Naar inhoud springen

De tuin van de openbaring

Uit Wikipedia, de vrije encyclopedie

De tuin van de openbaring is de Nederlandse vertaling van de vertelling van Der Garten der Erkenntniss van Leopold Andrian uit 1895.

In 1895 verscheen de novelle of het prozagedicht Der Garten der Erkenntniss van de Oostenrijkse schrijver Leopold Andrian (1875-1951) te Berlijn bij S. Fischer Verlag. De dichter was het jaar ervoor gedebuteerd met gedichten in Die Blätter für die Kunst. Het is een novelle over een identiteitscrisis die beroemd zou worden in de decadent-symbolistische literatuurgeschiedenis. Het draagt als motto Ego Narcissus en vertelt het verhaal van Erwin die niet in staat blijkt liefde te geven.

In 1905-1906 verscheen een Nederlandse vertaling van deze novelle onder de titel De tuin van de openbaring. Deze was van de hand van Albert Verwey (1865-1937) en de Duitser Stefan George (1868-1933). De waardering voor Andrian ontstond in Nederland door de vriendschap tussen beide vertalers. Verwey en George bezochten elkaar geregeld tussen 1895 en 1919. Dat laatste wordt duidelijk uit de door Verweys dochter verzorgde uitgave Albert Verwey en Stefan George. De documenten van hun vriendschap; daarin is ook een briefwisseling opgenomen tussen beiden over die vertaling, alsmede een foto van het handschrift ervan.
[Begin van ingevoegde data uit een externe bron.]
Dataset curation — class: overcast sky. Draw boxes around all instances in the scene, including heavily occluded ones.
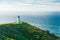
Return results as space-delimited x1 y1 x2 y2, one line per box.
0 0 60 15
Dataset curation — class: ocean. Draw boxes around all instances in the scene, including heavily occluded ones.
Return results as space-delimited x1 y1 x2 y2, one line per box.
0 11 60 35
21 15 60 35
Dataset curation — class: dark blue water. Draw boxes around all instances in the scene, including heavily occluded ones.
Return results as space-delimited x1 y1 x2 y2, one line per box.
21 14 60 35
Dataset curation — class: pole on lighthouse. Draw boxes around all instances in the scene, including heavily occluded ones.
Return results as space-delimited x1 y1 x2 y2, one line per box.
17 16 20 23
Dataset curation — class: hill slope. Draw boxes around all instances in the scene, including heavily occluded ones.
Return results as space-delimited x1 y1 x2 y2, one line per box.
0 22 60 40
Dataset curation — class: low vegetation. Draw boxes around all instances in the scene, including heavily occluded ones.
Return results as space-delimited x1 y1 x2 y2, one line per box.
0 22 60 40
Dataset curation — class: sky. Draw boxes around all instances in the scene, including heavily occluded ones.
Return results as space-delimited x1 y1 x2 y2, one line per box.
0 0 60 15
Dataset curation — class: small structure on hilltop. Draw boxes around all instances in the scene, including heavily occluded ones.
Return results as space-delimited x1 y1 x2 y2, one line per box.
17 16 20 23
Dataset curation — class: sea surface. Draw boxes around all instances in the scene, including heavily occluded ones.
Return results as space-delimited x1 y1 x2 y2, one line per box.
0 11 60 35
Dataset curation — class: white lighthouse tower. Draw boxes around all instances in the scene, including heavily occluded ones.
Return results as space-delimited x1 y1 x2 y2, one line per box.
17 16 20 23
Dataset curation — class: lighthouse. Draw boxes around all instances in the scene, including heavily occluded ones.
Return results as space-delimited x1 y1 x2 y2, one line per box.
17 16 20 23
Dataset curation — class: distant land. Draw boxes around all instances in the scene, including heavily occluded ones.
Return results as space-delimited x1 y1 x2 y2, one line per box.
0 22 60 40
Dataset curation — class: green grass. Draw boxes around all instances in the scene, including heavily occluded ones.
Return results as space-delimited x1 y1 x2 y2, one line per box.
0 22 60 40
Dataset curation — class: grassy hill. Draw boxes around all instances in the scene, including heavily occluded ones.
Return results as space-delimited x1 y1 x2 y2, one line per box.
0 22 60 40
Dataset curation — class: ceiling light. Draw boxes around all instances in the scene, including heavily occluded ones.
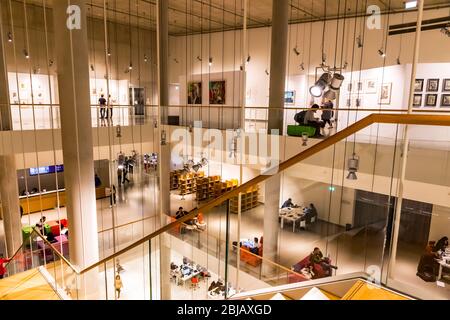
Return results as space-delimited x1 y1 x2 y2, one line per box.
378 49 386 58
405 1 417 9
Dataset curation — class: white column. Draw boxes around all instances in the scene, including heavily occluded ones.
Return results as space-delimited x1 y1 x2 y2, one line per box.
53 0 99 268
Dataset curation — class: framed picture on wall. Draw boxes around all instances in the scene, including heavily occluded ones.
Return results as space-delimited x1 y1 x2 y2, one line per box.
209 80 226 104
284 91 295 104
441 94 450 107
427 79 439 92
413 94 422 107
380 82 392 104
442 79 450 92
187 82 202 104
425 94 437 107
364 80 377 94
414 79 424 92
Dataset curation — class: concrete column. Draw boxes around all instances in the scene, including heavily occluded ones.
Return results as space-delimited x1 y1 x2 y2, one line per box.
268 0 289 134
157 0 171 300
53 0 99 268
0 6 22 256
262 174 281 276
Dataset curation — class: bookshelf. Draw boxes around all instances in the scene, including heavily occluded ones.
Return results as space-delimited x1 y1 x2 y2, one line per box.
230 185 259 214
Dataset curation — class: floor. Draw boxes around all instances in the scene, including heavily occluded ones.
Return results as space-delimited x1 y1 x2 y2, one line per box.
0 170 450 299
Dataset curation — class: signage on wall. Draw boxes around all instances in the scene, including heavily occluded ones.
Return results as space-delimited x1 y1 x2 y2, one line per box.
30 164 64 176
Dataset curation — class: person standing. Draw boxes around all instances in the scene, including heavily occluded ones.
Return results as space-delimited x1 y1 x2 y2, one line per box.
98 94 106 119
0 253 11 279
114 275 123 299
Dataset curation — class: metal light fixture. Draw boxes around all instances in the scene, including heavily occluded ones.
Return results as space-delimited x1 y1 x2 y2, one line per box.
378 49 386 58
309 72 332 98
347 153 359 180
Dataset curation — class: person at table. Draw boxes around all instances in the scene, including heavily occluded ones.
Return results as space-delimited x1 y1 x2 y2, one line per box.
433 237 448 253
281 198 295 209
304 104 325 138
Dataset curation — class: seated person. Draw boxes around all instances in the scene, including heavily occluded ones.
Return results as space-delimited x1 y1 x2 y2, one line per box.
304 104 325 138
433 237 448 253
309 247 337 276
47 232 58 243
281 198 295 209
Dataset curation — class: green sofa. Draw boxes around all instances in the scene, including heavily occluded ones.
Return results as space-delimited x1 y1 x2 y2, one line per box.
288 125 316 137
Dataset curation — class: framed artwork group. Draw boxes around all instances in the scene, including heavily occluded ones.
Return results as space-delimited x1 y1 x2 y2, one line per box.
187 80 226 105
413 78 450 107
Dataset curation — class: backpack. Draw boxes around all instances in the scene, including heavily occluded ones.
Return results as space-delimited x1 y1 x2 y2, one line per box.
294 110 306 125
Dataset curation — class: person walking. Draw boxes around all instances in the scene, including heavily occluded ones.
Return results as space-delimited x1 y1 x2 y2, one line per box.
114 275 123 299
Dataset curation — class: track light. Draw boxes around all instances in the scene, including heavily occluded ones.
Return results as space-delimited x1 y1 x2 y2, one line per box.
347 153 359 180
356 36 363 48
378 49 386 58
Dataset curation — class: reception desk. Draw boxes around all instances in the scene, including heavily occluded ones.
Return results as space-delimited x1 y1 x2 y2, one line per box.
19 187 110 214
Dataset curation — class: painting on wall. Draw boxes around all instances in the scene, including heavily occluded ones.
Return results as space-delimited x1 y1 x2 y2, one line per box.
284 91 295 104
442 79 450 92
413 94 422 107
427 79 439 92
365 80 377 94
209 81 226 104
441 94 450 107
414 79 424 92
188 82 202 104
425 94 437 107
380 82 392 104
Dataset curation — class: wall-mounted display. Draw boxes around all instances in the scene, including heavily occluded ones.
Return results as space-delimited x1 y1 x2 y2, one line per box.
425 94 437 107
413 94 422 107
364 80 377 94
442 79 450 92
188 82 202 104
427 79 439 92
209 81 226 104
380 82 392 104
284 91 295 104
441 94 450 107
414 79 424 92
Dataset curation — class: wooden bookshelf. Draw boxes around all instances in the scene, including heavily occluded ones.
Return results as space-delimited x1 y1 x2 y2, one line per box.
230 185 259 214
196 176 238 201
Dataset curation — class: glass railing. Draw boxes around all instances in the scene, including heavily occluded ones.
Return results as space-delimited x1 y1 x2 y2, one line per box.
3 115 450 299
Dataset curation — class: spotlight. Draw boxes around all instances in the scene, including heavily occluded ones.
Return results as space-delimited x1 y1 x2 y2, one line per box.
405 1 417 10
309 72 331 98
347 153 359 180
378 49 386 58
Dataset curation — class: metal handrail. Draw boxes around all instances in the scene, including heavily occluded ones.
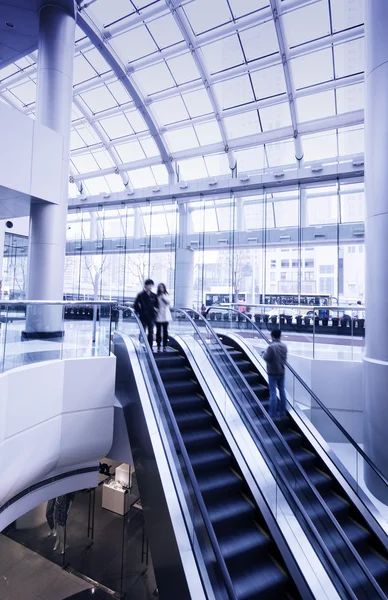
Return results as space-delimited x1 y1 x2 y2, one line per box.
0 298 117 306
217 302 365 314
117 305 237 600
174 308 386 599
209 306 388 488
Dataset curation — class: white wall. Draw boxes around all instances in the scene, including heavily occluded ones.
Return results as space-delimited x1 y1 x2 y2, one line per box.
0 356 116 528
0 103 63 219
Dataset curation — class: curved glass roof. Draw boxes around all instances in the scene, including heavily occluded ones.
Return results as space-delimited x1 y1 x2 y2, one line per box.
0 0 364 197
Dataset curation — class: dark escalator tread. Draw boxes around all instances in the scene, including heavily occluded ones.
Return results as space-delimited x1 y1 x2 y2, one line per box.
170 394 205 414
163 379 199 396
197 467 241 500
190 448 231 472
175 409 213 430
207 494 255 535
182 429 221 449
232 557 288 600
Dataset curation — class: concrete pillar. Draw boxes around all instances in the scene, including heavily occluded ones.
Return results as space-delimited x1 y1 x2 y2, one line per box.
24 0 75 338
174 204 194 308
363 0 388 504
0 221 5 298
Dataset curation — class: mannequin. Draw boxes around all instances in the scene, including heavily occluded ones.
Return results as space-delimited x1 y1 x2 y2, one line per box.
46 498 57 537
54 493 74 554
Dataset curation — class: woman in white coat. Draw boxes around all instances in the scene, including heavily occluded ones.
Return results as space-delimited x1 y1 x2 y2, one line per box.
156 283 172 352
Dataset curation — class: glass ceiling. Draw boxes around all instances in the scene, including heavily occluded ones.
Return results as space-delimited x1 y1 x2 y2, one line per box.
0 0 364 197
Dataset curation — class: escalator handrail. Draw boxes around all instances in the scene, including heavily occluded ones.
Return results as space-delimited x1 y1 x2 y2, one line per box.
117 305 237 600
177 308 386 599
206 306 388 489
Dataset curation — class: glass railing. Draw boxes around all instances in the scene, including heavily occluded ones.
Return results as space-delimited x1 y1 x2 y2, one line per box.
209 307 388 534
174 309 386 598
207 304 365 361
118 306 237 600
0 300 117 373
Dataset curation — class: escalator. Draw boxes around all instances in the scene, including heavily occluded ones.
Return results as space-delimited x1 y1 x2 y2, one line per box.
219 333 388 598
155 344 303 600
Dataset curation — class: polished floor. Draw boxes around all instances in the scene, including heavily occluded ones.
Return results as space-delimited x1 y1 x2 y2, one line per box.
0 535 93 600
4 486 157 600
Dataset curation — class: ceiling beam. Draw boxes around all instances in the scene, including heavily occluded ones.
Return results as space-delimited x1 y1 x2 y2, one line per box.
69 110 364 180
77 13 174 176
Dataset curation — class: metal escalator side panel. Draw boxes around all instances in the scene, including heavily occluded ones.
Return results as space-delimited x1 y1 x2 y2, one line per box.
114 334 211 600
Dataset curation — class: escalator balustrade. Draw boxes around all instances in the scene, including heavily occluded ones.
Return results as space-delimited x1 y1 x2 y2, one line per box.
155 347 300 600
220 335 388 598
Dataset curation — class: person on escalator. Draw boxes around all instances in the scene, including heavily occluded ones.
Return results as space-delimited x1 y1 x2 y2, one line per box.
133 279 159 350
262 329 287 418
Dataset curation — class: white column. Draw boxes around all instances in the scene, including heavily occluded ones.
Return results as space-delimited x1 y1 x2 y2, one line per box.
364 0 388 503
24 0 75 337
174 204 194 308
0 221 5 298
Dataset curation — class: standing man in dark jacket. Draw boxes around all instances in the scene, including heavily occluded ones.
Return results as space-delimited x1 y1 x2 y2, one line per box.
133 279 158 350
263 329 287 418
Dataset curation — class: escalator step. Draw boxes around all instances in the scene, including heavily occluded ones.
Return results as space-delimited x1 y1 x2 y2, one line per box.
170 394 205 413
164 379 199 397
232 558 288 600
182 429 221 449
207 494 255 535
175 410 213 430
159 365 193 381
190 448 231 473
197 468 241 501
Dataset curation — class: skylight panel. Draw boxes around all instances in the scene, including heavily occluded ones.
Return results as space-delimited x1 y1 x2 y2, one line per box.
73 54 97 85
336 83 364 114
147 14 183 49
110 25 158 62
251 63 286 100
229 0 269 19
140 137 159 158
106 81 133 106
133 62 175 96
224 110 261 138
289 48 334 89
330 0 365 32
194 121 222 146
10 80 36 106
302 130 337 161
235 146 265 173
178 156 208 181
116 141 146 163
296 90 335 122
204 152 231 177
164 127 199 152
101 115 133 140
125 110 148 133
84 48 111 75
201 34 245 73
87 0 135 27
334 38 364 78
260 102 292 131
129 167 156 188
81 85 117 114
71 152 99 174
281 0 330 48
213 75 255 110
151 96 189 125
184 0 232 35
182 89 213 118
151 165 168 185
168 52 201 85
240 19 279 61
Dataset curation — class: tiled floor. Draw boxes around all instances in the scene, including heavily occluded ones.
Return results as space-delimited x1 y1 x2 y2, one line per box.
0 535 95 600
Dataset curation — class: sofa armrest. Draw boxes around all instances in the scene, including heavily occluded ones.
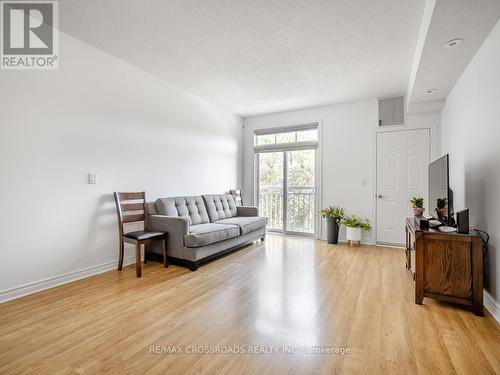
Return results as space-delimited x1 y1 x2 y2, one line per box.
236 206 259 216
147 215 189 255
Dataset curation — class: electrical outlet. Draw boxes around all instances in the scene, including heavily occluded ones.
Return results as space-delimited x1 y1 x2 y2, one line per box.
89 173 97 185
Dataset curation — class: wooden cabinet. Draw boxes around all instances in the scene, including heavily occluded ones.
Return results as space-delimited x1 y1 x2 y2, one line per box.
406 218 483 316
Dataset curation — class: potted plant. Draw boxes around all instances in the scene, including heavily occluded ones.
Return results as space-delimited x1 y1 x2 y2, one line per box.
340 215 371 243
410 197 424 216
321 206 344 244
436 198 448 219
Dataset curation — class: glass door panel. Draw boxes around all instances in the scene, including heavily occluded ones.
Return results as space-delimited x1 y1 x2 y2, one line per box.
258 152 284 231
286 150 316 234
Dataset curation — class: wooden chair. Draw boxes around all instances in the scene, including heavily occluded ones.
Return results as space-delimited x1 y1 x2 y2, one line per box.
114 191 168 277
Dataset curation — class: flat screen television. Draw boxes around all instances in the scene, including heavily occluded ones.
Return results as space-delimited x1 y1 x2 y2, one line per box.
429 154 455 227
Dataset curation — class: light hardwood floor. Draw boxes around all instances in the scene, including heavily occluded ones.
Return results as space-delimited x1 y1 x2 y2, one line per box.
0 235 500 375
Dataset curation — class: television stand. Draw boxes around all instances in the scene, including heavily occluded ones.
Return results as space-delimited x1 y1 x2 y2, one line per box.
406 218 483 316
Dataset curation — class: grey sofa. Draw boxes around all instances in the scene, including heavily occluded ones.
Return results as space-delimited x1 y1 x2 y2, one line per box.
146 194 267 271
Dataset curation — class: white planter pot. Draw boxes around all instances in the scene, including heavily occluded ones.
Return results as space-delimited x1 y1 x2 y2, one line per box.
346 227 361 241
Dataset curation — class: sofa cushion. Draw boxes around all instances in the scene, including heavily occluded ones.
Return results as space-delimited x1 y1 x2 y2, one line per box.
156 196 210 225
184 223 240 247
203 194 237 223
215 216 267 234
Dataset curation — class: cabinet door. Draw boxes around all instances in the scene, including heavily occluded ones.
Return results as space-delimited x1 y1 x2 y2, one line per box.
424 238 472 299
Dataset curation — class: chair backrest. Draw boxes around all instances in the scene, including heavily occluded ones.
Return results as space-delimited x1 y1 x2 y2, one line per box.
113 191 146 234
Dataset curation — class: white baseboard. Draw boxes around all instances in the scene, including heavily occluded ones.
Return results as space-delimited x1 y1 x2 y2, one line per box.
483 289 500 323
0 256 135 303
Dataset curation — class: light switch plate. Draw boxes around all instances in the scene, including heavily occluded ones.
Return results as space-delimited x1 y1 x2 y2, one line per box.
89 173 97 185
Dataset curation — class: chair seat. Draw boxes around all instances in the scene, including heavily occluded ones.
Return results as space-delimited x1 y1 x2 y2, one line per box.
123 230 167 241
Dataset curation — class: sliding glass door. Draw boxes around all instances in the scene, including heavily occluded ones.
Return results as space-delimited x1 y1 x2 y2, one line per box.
285 150 316 234
257 149 316 234
254 122 318 235
258 152 285 231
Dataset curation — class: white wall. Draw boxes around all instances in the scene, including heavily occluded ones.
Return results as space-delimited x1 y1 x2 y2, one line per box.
0 33 242 300
243 99 378 243
441 21 500 319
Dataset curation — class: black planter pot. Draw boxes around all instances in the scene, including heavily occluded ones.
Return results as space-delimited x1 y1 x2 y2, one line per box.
326 217 340 245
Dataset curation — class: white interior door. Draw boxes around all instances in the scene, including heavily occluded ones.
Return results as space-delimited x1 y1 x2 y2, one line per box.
376 129 430 245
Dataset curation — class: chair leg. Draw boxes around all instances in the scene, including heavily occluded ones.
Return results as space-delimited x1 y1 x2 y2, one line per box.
118 238 124 271
135 243 141 277
162 238 168 268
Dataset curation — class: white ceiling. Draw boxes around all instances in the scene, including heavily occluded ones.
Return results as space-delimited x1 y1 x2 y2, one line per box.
408 0 500 106
59 0 425 116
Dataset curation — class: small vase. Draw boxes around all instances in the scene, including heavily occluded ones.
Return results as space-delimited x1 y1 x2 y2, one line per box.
346 227 361 241
326 217 340 245
413 207 424 216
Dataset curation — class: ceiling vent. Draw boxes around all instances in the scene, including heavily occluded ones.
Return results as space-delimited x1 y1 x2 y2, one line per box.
378 96 405 126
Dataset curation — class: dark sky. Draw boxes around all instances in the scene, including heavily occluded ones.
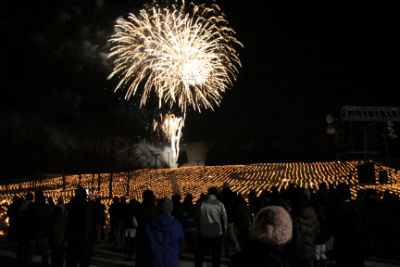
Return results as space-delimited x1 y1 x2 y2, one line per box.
0 0 400 165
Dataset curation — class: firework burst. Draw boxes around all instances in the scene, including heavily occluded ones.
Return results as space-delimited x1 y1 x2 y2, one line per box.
153 113 185 163
109 1 242 112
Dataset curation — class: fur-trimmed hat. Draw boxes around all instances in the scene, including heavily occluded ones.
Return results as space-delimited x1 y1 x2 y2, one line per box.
252 206 293 245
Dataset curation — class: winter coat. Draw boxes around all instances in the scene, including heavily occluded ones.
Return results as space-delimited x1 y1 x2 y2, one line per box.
66 199 96 248
229 241 294 267
199 195 228 238
50 211 68 246
145 214 184 267
293 206 320 260
28 202 51 240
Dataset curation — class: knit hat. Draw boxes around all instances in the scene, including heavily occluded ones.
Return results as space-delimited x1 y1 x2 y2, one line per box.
252 206 293 245
157 197 174 214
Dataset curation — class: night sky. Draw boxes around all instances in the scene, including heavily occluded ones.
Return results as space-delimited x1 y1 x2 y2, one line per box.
0 0 400 176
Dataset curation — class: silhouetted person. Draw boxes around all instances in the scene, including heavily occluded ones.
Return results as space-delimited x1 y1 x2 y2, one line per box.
334 185 365 267
108 197 119 243
26 191 51 266
293 193 320 267
50 205 68 267
230 206 297 267
171 194 185 223
67 187 95 267
145 198 185 267
16 192 33 266
182 194 198 253
220 186 240 257
195 187 228 267
136 189 156 267
7 196 23 242
93 198 106 243
125 199 139 261
115 197 128 246
234 195 251 247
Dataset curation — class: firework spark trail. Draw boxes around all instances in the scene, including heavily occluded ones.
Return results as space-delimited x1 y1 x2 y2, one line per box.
153 113 185 162
109 1 242 112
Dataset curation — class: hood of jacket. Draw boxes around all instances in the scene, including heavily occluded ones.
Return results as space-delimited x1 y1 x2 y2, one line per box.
149 213 176 232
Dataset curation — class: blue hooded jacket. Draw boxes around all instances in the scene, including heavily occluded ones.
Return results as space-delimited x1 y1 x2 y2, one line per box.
146 214 184 267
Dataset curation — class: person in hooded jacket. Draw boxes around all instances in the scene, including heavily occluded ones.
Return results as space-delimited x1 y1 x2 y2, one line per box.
230 206 295 267
145 198 185 267
292 194 320 267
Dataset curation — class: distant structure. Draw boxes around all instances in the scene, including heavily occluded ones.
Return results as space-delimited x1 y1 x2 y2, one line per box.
327 106 400 166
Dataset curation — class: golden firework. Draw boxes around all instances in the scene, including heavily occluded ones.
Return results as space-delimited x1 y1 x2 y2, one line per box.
153 113 185 163
109 2 242 112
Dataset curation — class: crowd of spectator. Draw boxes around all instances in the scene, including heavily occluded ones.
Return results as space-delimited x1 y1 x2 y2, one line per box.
8 184 400 267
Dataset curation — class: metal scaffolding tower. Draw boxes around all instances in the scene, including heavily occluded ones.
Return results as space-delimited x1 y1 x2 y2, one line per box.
335 106 400 164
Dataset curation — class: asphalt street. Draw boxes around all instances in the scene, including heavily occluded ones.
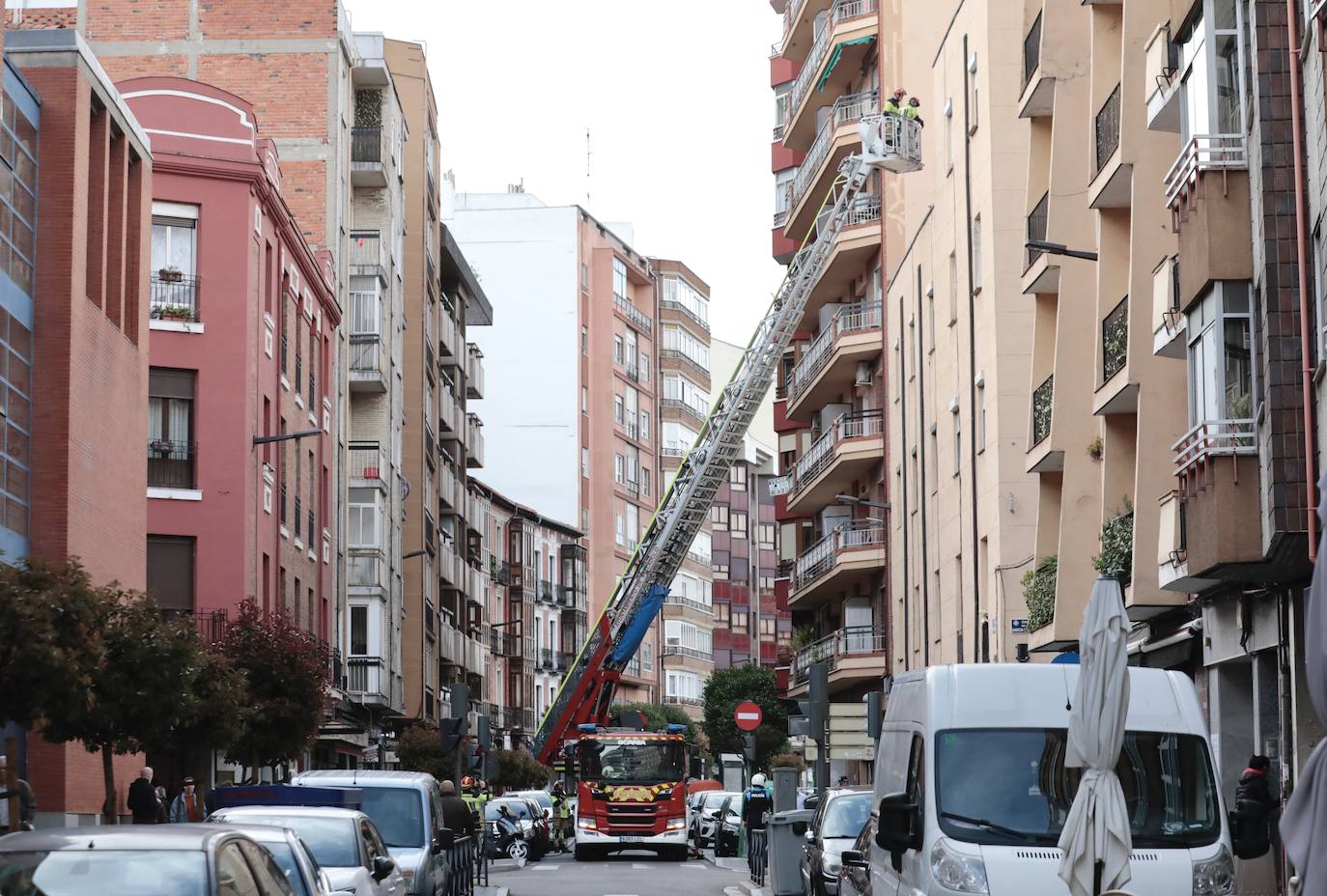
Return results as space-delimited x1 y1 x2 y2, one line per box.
489 853 748 896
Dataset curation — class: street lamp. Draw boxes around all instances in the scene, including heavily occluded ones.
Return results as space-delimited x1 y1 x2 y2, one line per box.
1023 238 1096 262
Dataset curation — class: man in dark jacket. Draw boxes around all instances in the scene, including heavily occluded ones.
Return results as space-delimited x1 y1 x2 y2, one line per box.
1235 755 1277 859
127 766 160 825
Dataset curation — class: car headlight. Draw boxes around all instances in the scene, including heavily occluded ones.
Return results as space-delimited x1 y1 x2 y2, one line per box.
1193 844 1235 896
930 838 990 893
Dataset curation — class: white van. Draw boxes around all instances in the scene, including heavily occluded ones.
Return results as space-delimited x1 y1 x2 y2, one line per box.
842 663 1234 896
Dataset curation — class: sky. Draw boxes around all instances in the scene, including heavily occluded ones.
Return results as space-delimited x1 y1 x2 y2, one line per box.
345 0 783 345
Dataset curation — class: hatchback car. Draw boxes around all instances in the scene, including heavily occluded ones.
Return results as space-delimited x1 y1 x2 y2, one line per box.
801 790 872 896
207 806 406 896
0 825 297 896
In het door Verwey opgerichte tijdschrift De Beweging, waarvan hij aanvankelijk enig redacteur was, verscheen de vertaling, in het laatste nummer van 1905 en het eerste van 1906, met een inleiding van Verwey. Die vertaling werd tot 1984 nooit herdrukt en verscheen nooit als afzonderlijke uitgave.

Astèr-uitgave

[bewerken | brontekst bewerken]

In 1984 verscheen de vertaling als tweede uitgave in de Άστήρ-reeks, een serie uitgaven waarvan Johan Polak, Ger Kleis en Ben Hosman de redactie vormden. Inleiding en vertaling werden herdrukt naar de publicatie in De Beweging en verzorgd door Marijke Stapert-Eggen en Frank Ligtvoet. Wijzigingen in die tekst uit 1905-1906 werden aangebracht na vergelijking met het manuscript van de vertaling (berustend in het Verwey-archief in de Universiteitsbibliotheek Amsterdam), de drukproeven en de oorspronkelijke Duitse uitgave. Zo werden in de uitgave van 1984 de motto's toegevoegd die in de versie van 1905-1906 niet waren opgenomen.

De uitgave was de tweede in de Astèrreeks en werd typografisch verzorgd door Ger Kleis. Ze werd deels gebonden in halfleer, halfperkament en linnen door Binderij Phoenix, deels ingenaaid. Ze verscheen in een genummerde oplage van 125 exemplaren waarvan de eerste honderd voor de vaste intekenaren en de nummers 101 tot en met 125 ter beschikking bleven van de uitgevers.